4.5 Statistical analysis
Statistical analyses were done by using one-way ANOVA, followed by Tukey's comparison test and analysis. Function-enrichment analysis was done by annotating H. capsulatum sequences by blasting against the KEGG database (Kanehisa, Sato, & Morishima, 2016) testing for enrichment using Fisher's exact test. Lipid ontology analysis was done using Lipid Mini-On (Clair et al., 2019). Asterisks presented in figures represent p-values, one asterisk for a value <.05, and two asterisks for a value <0.01.
ACKNOWLEDGEMENTS
J.D.N. was supported in part by NIH R01AI052733 and R21AI124797. E.S.N. was partially supported by NIH R21AI124797. Parts of this work were performed in the Environmental Molecular Science Laboratory, a U.S. Department of Energy (DOE) national scientific user facility at Pacific Northwest National Laboratory (PNNL) in Richland, WA. MLR and LN are supported by grants from the Brazilian agency Conselho Nacional de Desenvolvimento Científico e Tecnológico (CNPq, grants 405520/2018-2, 440015/2018-9, and 301304/2017-3 to M.L.R.; 311179/2017-7 and 408711/2017-7 to L.N.) and Fiocruz (grants VPPCB-007-FIO-18-2-57 and VPPIS-001-FIO-18-66 to M.L.R,).

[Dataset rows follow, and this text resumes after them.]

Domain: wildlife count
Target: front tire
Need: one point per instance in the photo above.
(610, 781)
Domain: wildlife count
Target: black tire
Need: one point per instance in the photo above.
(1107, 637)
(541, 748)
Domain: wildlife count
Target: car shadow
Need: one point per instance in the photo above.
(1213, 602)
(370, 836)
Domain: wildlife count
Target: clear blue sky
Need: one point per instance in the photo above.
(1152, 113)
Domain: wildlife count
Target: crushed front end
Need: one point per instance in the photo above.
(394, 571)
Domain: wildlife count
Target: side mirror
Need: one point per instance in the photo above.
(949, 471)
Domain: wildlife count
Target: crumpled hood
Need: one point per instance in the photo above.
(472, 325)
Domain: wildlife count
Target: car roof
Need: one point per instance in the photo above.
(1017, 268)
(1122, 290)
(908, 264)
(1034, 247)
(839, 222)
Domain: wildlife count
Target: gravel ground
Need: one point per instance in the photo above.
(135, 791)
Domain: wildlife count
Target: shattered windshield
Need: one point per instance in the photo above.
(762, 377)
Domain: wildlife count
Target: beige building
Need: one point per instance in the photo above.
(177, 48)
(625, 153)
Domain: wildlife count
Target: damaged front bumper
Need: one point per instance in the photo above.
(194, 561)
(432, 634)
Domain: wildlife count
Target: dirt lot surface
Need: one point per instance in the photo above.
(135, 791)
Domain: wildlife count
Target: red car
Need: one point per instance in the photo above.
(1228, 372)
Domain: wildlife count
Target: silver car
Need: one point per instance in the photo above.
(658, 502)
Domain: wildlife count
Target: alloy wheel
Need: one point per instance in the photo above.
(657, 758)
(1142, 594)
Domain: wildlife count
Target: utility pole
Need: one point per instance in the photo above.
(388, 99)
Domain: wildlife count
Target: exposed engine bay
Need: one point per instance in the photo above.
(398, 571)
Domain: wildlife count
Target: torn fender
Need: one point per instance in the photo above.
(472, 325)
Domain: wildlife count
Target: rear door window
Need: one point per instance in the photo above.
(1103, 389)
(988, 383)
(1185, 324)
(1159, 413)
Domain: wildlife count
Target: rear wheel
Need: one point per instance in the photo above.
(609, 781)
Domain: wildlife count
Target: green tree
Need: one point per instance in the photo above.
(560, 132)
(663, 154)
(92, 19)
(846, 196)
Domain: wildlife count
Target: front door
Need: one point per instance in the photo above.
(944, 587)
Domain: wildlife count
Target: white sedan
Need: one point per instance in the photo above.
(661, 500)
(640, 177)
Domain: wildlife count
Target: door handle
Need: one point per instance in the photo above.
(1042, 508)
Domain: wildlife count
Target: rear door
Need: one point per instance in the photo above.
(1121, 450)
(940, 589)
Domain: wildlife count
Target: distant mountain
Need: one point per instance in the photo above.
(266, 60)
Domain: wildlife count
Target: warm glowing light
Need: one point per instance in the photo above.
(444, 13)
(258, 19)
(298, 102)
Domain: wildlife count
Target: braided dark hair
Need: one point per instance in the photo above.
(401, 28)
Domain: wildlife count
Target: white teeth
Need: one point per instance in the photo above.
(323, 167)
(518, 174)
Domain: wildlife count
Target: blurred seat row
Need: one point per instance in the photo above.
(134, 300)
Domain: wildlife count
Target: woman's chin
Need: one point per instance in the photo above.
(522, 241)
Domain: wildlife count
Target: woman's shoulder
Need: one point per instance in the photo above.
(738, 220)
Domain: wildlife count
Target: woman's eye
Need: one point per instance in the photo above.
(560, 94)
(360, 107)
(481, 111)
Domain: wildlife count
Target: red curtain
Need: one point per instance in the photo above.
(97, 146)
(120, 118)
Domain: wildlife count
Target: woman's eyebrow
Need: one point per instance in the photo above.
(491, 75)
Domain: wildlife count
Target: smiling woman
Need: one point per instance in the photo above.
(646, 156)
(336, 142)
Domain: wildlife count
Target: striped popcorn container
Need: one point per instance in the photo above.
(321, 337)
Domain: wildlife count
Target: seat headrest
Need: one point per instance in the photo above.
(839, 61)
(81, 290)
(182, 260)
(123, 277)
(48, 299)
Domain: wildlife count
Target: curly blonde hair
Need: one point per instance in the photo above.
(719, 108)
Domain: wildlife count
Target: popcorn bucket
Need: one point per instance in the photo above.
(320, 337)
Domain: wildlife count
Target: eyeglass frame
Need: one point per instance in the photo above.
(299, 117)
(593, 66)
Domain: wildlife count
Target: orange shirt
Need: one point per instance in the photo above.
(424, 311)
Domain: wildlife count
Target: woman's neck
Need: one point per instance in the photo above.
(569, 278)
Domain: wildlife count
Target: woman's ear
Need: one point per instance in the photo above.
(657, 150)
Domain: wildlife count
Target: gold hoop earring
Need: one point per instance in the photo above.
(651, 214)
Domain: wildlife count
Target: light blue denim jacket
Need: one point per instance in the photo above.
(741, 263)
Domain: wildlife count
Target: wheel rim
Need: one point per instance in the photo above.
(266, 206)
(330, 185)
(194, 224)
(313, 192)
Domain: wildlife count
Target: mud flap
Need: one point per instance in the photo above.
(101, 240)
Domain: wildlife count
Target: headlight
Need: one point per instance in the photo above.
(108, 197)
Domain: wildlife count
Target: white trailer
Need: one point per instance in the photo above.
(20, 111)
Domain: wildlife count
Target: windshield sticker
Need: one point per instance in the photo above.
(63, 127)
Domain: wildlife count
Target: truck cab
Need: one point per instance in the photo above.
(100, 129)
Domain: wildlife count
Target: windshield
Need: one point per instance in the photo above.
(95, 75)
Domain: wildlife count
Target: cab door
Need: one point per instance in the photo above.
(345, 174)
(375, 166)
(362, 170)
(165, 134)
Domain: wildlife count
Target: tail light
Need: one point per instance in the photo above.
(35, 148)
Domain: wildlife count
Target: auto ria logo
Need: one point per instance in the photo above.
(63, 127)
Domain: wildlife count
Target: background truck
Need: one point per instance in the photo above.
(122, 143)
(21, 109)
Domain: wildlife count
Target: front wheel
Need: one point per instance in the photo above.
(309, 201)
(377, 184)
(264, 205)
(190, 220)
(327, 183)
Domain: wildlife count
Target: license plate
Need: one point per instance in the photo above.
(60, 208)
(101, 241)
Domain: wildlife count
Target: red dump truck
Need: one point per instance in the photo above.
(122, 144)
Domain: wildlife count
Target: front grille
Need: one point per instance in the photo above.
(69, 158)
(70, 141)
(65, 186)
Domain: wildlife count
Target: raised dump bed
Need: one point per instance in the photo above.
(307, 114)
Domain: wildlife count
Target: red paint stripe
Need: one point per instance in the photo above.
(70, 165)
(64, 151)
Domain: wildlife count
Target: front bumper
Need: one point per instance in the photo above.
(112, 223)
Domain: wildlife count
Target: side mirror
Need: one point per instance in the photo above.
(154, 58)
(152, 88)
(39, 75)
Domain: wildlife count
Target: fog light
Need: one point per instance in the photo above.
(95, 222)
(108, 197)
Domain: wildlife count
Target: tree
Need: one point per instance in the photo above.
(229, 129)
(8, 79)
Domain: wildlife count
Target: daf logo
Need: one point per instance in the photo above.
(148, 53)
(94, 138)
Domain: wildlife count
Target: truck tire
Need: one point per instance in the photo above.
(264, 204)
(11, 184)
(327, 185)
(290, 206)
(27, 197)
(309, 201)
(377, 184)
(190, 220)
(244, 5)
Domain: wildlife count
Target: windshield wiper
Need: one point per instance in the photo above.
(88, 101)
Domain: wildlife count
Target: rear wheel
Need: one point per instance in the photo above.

We also acknowledge support from the Instituto Nacional de Ciência e Tecnologia de Inovação em Doenças de Populações Negligenciadas (INCT-IDPN). M.L.R. is currently on leave from the position of Associate Professor at the Microbiology Institute of the Federal University of Rio de Janeiro, Brazil.
CONFLICT OF INTEREST
We declare that there are no conflicts of interest.
AUTHOR CONTRIBUTIONS
Joshua D. Nosanchuk conceived the presented idea. Levi G. Cleare carried out the experiments to isolate extracellular vesicles. Levi G. Cleare and Daniel Zamith characterized the vesicles. Heino M. Heyman, Sneha P. Couvillion, and Ernesto S. Nakayasu performed omic analysis. Leonardo Nimrichter, Marcio L. Rodrigues, and Ernesto S. Nakayasu contributed to the interpretation of results. Levi G. Cleare and Daniel Zamith wrote the manuscript with input from all authors.